London will remain a top financial centre in the hard times ahead because the city's underlying strengths will still be attractive, the head of the agency that promotes investment in Britain believes.
"I'm confident that... out of this turbulence and difficulty London will emerge stronger than ever," said Andrew Cahn.
"You always have, in times of trouble, a flight to safety and quality and that's what London offers," said the chief executive officer of UK Trade & Investment, the government agency that helps foreign investors set up in Britain and helps British companies expand abroad.
Britain saw spectacular growth in financial services since the 1980s Big Bang deregulation and the signs last year were that London's financial district, known as "the City," was catching up with New York as the world's top financial centre.

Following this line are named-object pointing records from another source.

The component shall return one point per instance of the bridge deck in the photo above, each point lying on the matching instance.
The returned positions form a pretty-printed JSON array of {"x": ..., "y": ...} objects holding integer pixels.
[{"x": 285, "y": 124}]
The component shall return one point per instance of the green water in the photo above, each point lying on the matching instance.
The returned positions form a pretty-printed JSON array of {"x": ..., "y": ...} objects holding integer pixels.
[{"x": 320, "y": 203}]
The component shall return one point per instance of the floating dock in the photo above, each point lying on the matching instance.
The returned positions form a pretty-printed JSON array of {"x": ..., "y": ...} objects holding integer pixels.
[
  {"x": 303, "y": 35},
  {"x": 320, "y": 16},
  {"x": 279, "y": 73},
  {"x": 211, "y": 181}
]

But the collapse of a growing number of banks around the world because of the credit crunch, including big names such as Lehman Brothers, is forecast to lead to thousands of job losses in London and has raised questions about whether the City can ever be the same again.
"One of the key issues is how do we make sure that London remains the leading global financial centre?" said Mr Cahn.

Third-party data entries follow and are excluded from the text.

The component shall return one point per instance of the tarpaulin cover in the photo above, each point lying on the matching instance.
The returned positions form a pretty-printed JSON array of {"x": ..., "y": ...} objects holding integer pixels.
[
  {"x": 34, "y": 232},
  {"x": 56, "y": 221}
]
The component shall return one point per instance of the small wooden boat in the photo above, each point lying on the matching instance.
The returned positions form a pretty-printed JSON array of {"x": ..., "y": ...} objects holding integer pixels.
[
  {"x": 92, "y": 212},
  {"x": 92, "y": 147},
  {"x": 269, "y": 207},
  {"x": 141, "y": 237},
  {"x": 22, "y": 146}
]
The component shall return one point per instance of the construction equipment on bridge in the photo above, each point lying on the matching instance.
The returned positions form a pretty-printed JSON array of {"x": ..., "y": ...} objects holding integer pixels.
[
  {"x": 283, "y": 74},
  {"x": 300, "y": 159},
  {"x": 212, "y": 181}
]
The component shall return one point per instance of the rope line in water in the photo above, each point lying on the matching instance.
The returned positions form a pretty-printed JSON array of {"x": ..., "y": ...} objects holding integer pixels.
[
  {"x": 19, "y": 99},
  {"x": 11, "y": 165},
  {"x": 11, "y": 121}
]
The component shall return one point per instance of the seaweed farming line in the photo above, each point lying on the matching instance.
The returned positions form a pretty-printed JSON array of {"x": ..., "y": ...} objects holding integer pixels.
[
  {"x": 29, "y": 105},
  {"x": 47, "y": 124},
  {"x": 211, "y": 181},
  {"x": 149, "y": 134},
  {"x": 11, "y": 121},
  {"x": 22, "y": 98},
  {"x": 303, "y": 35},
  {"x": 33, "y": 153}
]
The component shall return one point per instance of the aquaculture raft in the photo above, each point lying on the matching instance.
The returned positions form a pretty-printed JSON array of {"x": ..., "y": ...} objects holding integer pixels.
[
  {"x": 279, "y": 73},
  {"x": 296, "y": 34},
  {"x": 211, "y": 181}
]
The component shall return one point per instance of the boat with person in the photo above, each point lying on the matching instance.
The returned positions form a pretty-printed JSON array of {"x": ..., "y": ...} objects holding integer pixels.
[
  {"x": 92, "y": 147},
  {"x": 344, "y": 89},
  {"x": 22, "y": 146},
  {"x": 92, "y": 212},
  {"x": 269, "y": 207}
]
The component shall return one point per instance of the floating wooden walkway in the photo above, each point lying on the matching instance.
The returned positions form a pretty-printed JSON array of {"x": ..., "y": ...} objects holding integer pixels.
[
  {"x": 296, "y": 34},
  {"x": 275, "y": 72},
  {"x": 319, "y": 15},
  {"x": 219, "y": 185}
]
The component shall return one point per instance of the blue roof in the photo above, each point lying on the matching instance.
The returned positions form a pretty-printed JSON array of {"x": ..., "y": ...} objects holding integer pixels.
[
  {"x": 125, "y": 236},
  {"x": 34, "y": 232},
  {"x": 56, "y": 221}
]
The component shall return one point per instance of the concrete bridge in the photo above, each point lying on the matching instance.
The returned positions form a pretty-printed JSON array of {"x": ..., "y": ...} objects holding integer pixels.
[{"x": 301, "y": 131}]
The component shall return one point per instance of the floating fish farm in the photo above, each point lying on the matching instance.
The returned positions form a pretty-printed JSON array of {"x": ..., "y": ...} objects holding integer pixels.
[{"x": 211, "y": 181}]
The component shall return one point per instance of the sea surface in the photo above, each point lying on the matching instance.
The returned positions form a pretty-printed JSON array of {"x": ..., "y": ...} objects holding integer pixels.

"I am confident we will do that."
He did not think the trend to increased regulation of financial services in the wake of the crisis would put investors off. "Investors will be pleased to have appropriate and effective regulation and as long as we get it right, and I'm sure we will, I think our regulatory framework will be a draw."
The British government is viewed to having responded proactively to the crisis. Last week it made available £50 billion of taxpayers' money for injection into the country's banks and has nationalised two banks.

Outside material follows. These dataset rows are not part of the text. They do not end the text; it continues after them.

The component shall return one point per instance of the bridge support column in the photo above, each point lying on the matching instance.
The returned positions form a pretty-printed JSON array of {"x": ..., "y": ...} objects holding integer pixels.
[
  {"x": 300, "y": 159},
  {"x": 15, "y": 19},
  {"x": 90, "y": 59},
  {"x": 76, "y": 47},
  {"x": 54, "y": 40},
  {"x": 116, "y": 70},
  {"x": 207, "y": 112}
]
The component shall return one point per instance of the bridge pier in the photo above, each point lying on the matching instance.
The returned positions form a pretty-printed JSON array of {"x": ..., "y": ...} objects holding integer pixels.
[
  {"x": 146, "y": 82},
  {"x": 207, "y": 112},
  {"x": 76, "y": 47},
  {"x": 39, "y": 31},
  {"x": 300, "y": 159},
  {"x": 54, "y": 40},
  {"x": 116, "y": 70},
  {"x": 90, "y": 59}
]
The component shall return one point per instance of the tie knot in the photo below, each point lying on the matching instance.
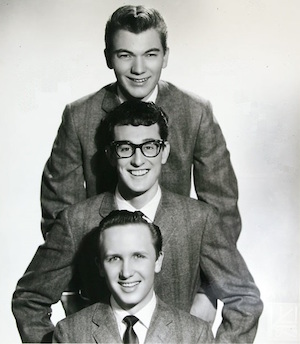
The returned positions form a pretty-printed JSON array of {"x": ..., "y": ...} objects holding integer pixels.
[{"x": 130, "y": 320}]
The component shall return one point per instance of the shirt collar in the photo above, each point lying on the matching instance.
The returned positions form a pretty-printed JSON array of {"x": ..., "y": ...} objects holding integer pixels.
[
  {"x": 150, "y": 98},
  {"x": 149, "y": 210},
  {"x": 144, "y": 315}
]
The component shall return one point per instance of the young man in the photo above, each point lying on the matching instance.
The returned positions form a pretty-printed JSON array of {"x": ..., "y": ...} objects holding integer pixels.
[
  {"x": 129, "y": 256},
  {"x": 137, "y": 51},
  {"x": 195, "y": 244}
]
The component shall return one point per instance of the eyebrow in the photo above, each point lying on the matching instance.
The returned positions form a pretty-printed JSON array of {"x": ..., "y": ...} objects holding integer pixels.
[{"x": 130, "y": 52}]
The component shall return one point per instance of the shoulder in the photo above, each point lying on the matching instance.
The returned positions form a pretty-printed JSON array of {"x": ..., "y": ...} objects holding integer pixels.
[
  {"x": 85, "y": 214},
  {"x": 169, "y": 91},
  {"x": 82, "y": 318},
  {"x": 88, "y": 204},
  {"x": 183, "y": 202},
  {"x": 189, "y": 325},
  {"x": 92, "y": 98}
]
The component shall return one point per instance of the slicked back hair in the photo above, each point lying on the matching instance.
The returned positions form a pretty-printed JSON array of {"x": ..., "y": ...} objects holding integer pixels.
[
  {"x": 135, "y": 19},
  {"x": 125, "y": 217},
  {"x": 135, "y": 112}
]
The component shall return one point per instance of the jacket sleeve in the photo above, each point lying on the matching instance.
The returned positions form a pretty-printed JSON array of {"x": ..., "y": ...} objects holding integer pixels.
[
  {"x": 214, "y": 178},
  {"x": 42, "y": 284},
  {"x": 63, "y": 178},
  {"x": 230, "y": 281}
]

Last year Britain topped the European league for inward investment and Mr Cahn said he thought the country would keep, and possibly increase, its "market share" of foreign direct investment (FDI) because it offered a safe investment location and would remain an open economy.
Last month the UN Conference on Trade and Development (UNCTAD) said Britain's FDI last year was up by 51 per cent to $224 billion, mainly due to a flurry of takeovers.
UNCTAD predicted global FDI flows will fall by 10 per cent this year as major companies scale back spending plans.
"Our present performance is excellent and our pipeline is pretty good. But there's a time lag in FDI decisions and I do expect there to be a decline," Mr Cahn said.
He said UKTI's overall strategy of promoting Britain as a base for companies remained valid, but there would have to be changes in the way the country promoted financial services.
"I don't think we can simply continue as if nothing had happened.. The financial world has been turned upside down," he said, adding that he wanted to work with the new minister for the City, Paul Myners, to decide how to promote London's financial industry.